What Is Localization (l10n)?

Localization is simply the act of changing a piece of software to suit a different locale. In many ways, internationalization can be thought of as building the structure of a piece of software so that it can be adjusted for different markets, and localization is the process of actually doing so for a specific market.
The W3.org group refers to localization as follows:

“Localization refers to the adaptation of a product, application or document content to meet the language, cultural and other requirements of a specific target market (a locale).

Localization is sometimes written as l10n, where 10 is the number of letters between l and n.

Often thought of only as a synonym for translation of the user interface and documentation, localization is often a substantially more complex issue. It can entail customization related to:

  1. Numeric, date and time formats
  2. Use of currency
  3. Keyboard usage
  4. Collation and sorting
  5. Symbols, icons and colors
  6. Text and graphics containing references to objects, actions or ideas which, in a given culture, may be subject to misinterpretation or viewed as insensitive.
  7. Varying legal requirements
  8. and many more things.

Localization may even necessitate a comprehensive rethinking of logic, visual design, or presentation if the way of doing business (eg., accounting) or the accepted paradigm for learning (eg., focus on individual vs. group) in a given locale differs substantially from the originating culture.”

Why Is Internationalization (i18n) Important?

In a number of Asian countries, the family name is given first, and the given name is given second. Your software needs to be able to understand the difference and present the correct information to the consumer so that that person puts in the data correctly. All of this is put in place by the process of internationalization.

Similarly, not everyone uses a ZIP code. Most countries have postcodes, and even then, the format can differ substantially. In Canada, for example, a postcode takes the form X0X 0X0, where X is a letter and 0 is a number. In the United Kingdom, however, a postcode can take the form X00 0XX, XX00 0XX, XX0, 0XX or X0 0XX. In Brazil, postcodes take the form 00000-000. Appropriate internationalization creates software that can handle multiple inputs. Even better is when the software can automatically check those inputs to ensure that the right format is used for the right country.

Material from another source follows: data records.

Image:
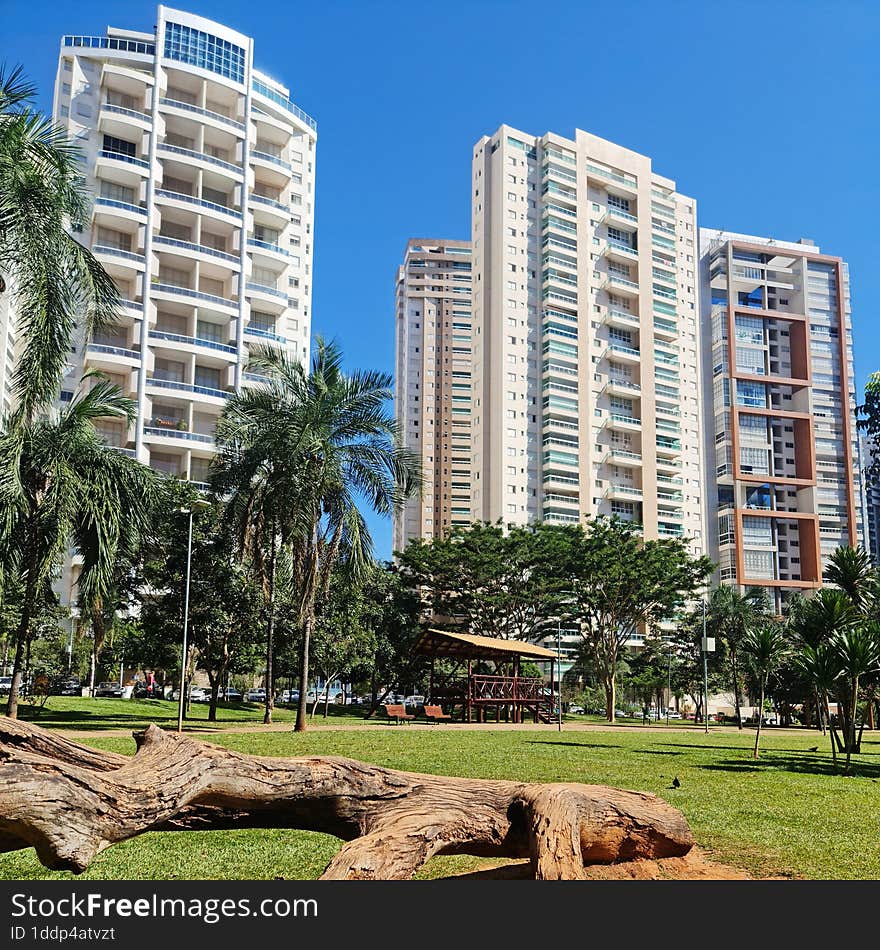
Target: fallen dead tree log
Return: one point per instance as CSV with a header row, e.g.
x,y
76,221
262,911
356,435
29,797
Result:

All of these are important aspects to developing software that consumers can relate to and use appropriately. A business that cannot accept orders through its software because that software cannot render postcodes properly is not going to last in the international market for very long. Even software that gets given names and family names mixed up is going to create distance between the software and its user base. This means that code must be internationalized throughout the development process and not as an afterthought.

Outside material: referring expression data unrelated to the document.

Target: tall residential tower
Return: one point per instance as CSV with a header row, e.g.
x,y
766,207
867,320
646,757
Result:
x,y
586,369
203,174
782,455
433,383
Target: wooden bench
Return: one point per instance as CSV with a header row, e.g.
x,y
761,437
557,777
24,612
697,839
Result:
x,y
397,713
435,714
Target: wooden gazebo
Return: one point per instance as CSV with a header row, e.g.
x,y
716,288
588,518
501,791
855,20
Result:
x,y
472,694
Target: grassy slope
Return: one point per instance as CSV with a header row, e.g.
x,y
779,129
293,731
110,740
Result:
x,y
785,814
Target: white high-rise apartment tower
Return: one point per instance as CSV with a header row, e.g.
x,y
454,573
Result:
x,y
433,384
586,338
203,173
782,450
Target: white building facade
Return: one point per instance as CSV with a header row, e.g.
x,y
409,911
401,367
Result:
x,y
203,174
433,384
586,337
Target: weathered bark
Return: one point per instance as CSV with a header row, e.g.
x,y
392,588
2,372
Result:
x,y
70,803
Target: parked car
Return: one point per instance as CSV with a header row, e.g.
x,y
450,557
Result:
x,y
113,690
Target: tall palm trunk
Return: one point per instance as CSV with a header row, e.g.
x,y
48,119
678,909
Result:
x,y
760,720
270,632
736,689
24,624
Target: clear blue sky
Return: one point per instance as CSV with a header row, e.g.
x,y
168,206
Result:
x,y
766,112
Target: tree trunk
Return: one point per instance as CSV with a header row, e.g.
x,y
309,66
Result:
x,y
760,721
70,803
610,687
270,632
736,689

As a brief example, Baidu is the number one search engine in China. It reached this position because it can resonate effectively with people within China, because it’s targeted specifically for them. While this is an example of localization rather than internationalization, it’s able to do better than Google because of this targeting and understanding of local cultures, restrictions and, possibly most importantly, government requirements, such as access to user information and, reportedly, censorship. Because Baidu isn’t particularly well internationalized, however, it hasn’t been able to break into any markets outside China. Although this is unlikely to be a concern in a country with more than 1 billion potential users, it does limit potential future growth.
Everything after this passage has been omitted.